“Can you spare a square?”
It was mid-movie and I sat there wishing I hadn't drank all that mountain dew. I finally found a lull in the plot, got up and said, "excuse me!" and "so sorry!" to about 15 pairs of knees.
Moments later I sat in relief and I heard a little cough in the neighboring stall. Then a small voice.
"Um. Excuse me. Hello?"
It was an odd time for a conversation, but I didn't want to be rude.
"Well. I was just wondering. Can you spare a square?"
I was kind of honored, and happy to help out in such a perilous situation. Until I reached for the toilet paper roll.
What to do? Risk my own cleaning experience to better hers? I didn't even know her — and I had at least another hour to sit comfortably in my seat.
This was the second time in my life I’d sat with a bathroom dilemma.
I sat there in the middle school stall talking the Jesus — which I did a lot there. Bathroom pep talks were a thing for for us, because I was a social wreck at school and needed Jesus to get through the day.
That’s actually no different from now — even the hiding in the bathroom part.
On that particular day, though, I was praying that God would just take a certain group of girls out of my life. I wanted them to forget that I existed.
Maybe if they just didn’t see my face, they wouldn’t write ugly on my paper when I got up to throw something away.
Maybe if they didn’t see my clothes, they wouldn’t laugh because of the wrinkles or the dog hair that I always ended up with before going out the door — because Smokey always had to have at least 15 hugs before I left for the day.
Maybe, like on that day, if they didn’t notice me changing beside them in the gym locker room, they wouldn’t hold their noses and run around singing, “Somebody stinks! I’m going to throw up!”
So I sat in the bathroom asking Jesus to just make me disappear, because it seemed easier — yet there I was still existing and becoming later to class by the second.
As I got up from my porcelain prayer pot, I heard a sniffle. Cracking the stall door, I looked out and saw one of the girls from that very group I was just praying out of my life right smack in front of the doorway — crying at the mirror.
I looked at her. She looked at me.
“Are you ok?”
She tried to play it off for a moment, but she busted into heaving sobs.
“Just people being dumb,” she said after wiping mascara from her face. “I’m fine.”

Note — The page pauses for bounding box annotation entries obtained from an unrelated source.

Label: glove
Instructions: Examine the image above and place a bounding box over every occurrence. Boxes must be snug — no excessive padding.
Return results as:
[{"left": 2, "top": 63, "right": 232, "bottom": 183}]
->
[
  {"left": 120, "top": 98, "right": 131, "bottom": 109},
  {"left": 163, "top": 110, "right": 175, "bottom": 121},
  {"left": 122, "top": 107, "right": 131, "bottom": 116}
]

“I’m really sorry. People are mean sometimes. I hope you have a better day.”
And we stood there together and shared a moment.
That was our last conversation to date. Her friends were all too aware of my existence for the rest of the years I was in school, but after that, she always stayed back when they ganged up on me.

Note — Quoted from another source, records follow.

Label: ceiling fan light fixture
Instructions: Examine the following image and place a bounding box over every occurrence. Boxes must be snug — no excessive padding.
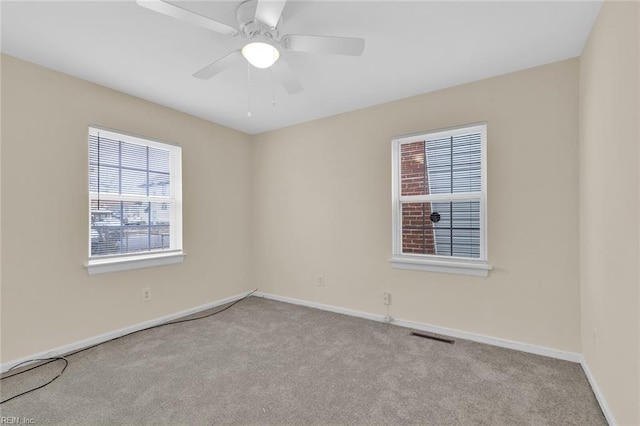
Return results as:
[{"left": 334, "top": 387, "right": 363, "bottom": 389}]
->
[{"left": 242, "top": 42, "right": 280, "bottom": 68}]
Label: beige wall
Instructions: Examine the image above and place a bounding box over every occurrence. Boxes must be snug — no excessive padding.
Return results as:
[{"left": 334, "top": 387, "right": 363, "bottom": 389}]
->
[
  {"left": 252, "top": 59, "right": 580, "bottom": 352},
  {"left": 1, "top": 55, "right": 255, "bottom": 362},
  {"left": 580, "top": 2, "right": 640, "bottom": 425}
]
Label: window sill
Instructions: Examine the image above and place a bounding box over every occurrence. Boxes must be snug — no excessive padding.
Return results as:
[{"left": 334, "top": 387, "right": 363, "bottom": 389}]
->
[
  {"left": 85, "top": 251, "right": 185, "bottom": 275},
  {"left": 390, "top": 256, "right": 492, "bottom": 278}
]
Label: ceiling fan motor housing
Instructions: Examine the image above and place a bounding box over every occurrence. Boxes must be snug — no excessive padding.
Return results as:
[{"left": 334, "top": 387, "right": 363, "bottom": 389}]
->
[{"left": 236, "top": 0, "right": 282, "bottom": 42}]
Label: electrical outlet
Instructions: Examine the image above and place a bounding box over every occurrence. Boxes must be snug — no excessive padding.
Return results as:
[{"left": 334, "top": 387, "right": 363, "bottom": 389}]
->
[{"left": 142, "top": 288, "right": 151, "bottom": 302}]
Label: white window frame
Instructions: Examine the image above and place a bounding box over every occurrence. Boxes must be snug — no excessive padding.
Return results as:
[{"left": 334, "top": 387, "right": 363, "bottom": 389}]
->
[
  {"left": 390, "top": 122, "right": 491, "bottom": 277},
  {"left": 85, "top": 125, "right": 185, "bottom": 275}
]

Now, I sat in the bathroom stall with feet shuffling beside me as I debated grabbing both squares, hurrying through the wiping process and running.
But her Dr. Scholl's caught my eye. They looked a little like my granny used to wear and beside my pair of sweater boots, I felt an odd little bond.
I bet it took a lot of courage to call out for help, and she was probably there with her grandkids. Maybe they were sitting all alone in the theater while I debated whether to spare a square to their sweet granny.
So I quickly tore one off for me and handed the other to her — explaining there was only one to spare. And she thanked me like she owed me her life.
Awww. Shucks. It was nothing. But I felt kind of like a hero in some odd way. Then I took care of myself, washed my hands, and hurriedly went along my face without ever seeing her face.
But every time I see a pair of Dr. Scholl's, I wonder if we shared a square.